Как же получается, что такие произведения остаются без внимания нашей Республики? Почему им нет места в нашей общественной жизни? Почему они не являются частью наших великих торжеств? Именно этим задаешься с удивлением, если не наблюдал на протяжении последнего столетия равнодушие государства к искусству. Чего мог бы достичь Берлиоз, если бы ему предоставили средства или если бы его произведения нашли место на празднествах Революции? К несчастью, приходится добавить, что и здесь его характер был врагом его гения. Подобно тому как этот апостол музыкальной свободы во второй половине своей жизни испугался самого себя, отступил перед результатами собственных принципов и вернулся к классицизму, так и этот революционер опустился до угрюмого поношения народа и революций; он говорит о «республиканской холере», о «грязной и глупой республике», о «республике уличных носильщиков и тряпичников», о «мерзкой черни человечества, в сто раз более глупой и животной в своих конвульсиях и революционных гримасах, чем бабуины и орангутаны Борнео». Какая неблагодарность! Он был обязан этим революциям, этим демократическим бурям, этим человеческим потрясениям лучшим, что было в его гении, — и он от всего этого отрекся. Этот музыкант новой эры искал убежища в прошлом.

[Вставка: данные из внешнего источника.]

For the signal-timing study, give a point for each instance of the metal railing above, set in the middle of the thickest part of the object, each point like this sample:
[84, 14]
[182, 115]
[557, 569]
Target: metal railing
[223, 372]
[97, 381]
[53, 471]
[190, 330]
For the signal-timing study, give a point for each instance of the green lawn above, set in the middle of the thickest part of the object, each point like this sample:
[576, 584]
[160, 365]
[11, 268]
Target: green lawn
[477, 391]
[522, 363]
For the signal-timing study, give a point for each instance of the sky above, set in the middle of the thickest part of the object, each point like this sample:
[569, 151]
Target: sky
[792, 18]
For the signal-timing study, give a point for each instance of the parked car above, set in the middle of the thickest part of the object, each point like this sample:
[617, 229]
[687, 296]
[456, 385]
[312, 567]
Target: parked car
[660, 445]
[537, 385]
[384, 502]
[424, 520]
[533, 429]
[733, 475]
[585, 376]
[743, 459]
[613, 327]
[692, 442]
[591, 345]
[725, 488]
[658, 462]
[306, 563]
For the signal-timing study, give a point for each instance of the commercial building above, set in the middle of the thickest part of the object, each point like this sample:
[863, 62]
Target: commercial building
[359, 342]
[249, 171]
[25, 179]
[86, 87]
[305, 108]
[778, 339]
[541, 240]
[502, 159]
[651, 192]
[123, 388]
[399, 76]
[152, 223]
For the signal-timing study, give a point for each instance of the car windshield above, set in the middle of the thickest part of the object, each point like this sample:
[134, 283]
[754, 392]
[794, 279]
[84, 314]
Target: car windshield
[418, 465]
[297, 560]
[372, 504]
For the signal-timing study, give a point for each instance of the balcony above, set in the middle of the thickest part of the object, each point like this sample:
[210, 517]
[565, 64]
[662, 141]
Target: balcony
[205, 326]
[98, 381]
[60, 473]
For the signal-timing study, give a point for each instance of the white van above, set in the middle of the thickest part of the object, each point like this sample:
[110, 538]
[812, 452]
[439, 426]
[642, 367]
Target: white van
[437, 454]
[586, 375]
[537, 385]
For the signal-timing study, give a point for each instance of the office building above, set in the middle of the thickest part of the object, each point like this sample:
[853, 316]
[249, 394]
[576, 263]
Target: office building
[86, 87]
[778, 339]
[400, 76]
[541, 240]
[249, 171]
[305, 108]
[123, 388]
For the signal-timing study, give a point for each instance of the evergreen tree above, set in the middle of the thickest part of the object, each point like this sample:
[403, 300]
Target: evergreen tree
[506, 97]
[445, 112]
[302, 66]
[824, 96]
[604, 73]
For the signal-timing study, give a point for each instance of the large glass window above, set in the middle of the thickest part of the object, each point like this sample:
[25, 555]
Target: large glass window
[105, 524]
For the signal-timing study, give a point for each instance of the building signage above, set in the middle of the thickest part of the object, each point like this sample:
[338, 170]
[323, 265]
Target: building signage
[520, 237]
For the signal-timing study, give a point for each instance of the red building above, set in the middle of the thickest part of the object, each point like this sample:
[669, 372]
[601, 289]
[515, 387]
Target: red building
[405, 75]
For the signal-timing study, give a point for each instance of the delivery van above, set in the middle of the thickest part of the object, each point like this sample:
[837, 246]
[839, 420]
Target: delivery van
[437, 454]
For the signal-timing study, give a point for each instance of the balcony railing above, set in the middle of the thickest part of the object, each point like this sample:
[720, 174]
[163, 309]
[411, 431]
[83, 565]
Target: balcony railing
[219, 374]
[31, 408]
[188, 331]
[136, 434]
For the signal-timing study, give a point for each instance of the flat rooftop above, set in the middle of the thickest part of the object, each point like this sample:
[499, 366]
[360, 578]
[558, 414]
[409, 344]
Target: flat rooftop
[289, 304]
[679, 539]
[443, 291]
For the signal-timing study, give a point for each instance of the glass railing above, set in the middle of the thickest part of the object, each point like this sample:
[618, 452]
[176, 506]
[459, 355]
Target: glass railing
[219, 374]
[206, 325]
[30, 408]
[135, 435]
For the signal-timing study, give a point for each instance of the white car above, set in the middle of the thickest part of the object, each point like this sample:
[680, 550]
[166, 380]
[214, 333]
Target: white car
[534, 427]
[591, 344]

Ну что ж, разве это имело значение? Хотел он того или нет, он открыл великолепные пути для искусства. Он указал французской музыке направление, по которому должен следовать ее гений; он открыл ей возможности, о которых она прежде и не мечтала. Он дал нам музыкальный язык, одновременно правдивый и выразительный, свободный от чужеземных традиций, идущий из глубин нашего существа и отражающий наш дух; язык, который откликался на его воображение, на его инстинкт живописного, на его мимолетные впечатления и тончайшие оттенки чувств. Он заложил прочный фундамент национальной и народной музыки для величайшей республики в Европе.

Это блистательные качества. Если бы Берлиоз обладал вагнеровской силой рассудка и сумел максимально использовать свои интуитивные прозрения, если бы у него была воля Вагнера, чтобы придать форму вдохновению своего гения и сплавить его в единое целое, я осмелюсь сказать, что он совершил бы в музыке революцию более значительную, чем вагнеровская; ибо Вагнер, хотя и более сильный и более владеющий собой, был менее оригинален и, по сути, лишь завершал славное прошлое.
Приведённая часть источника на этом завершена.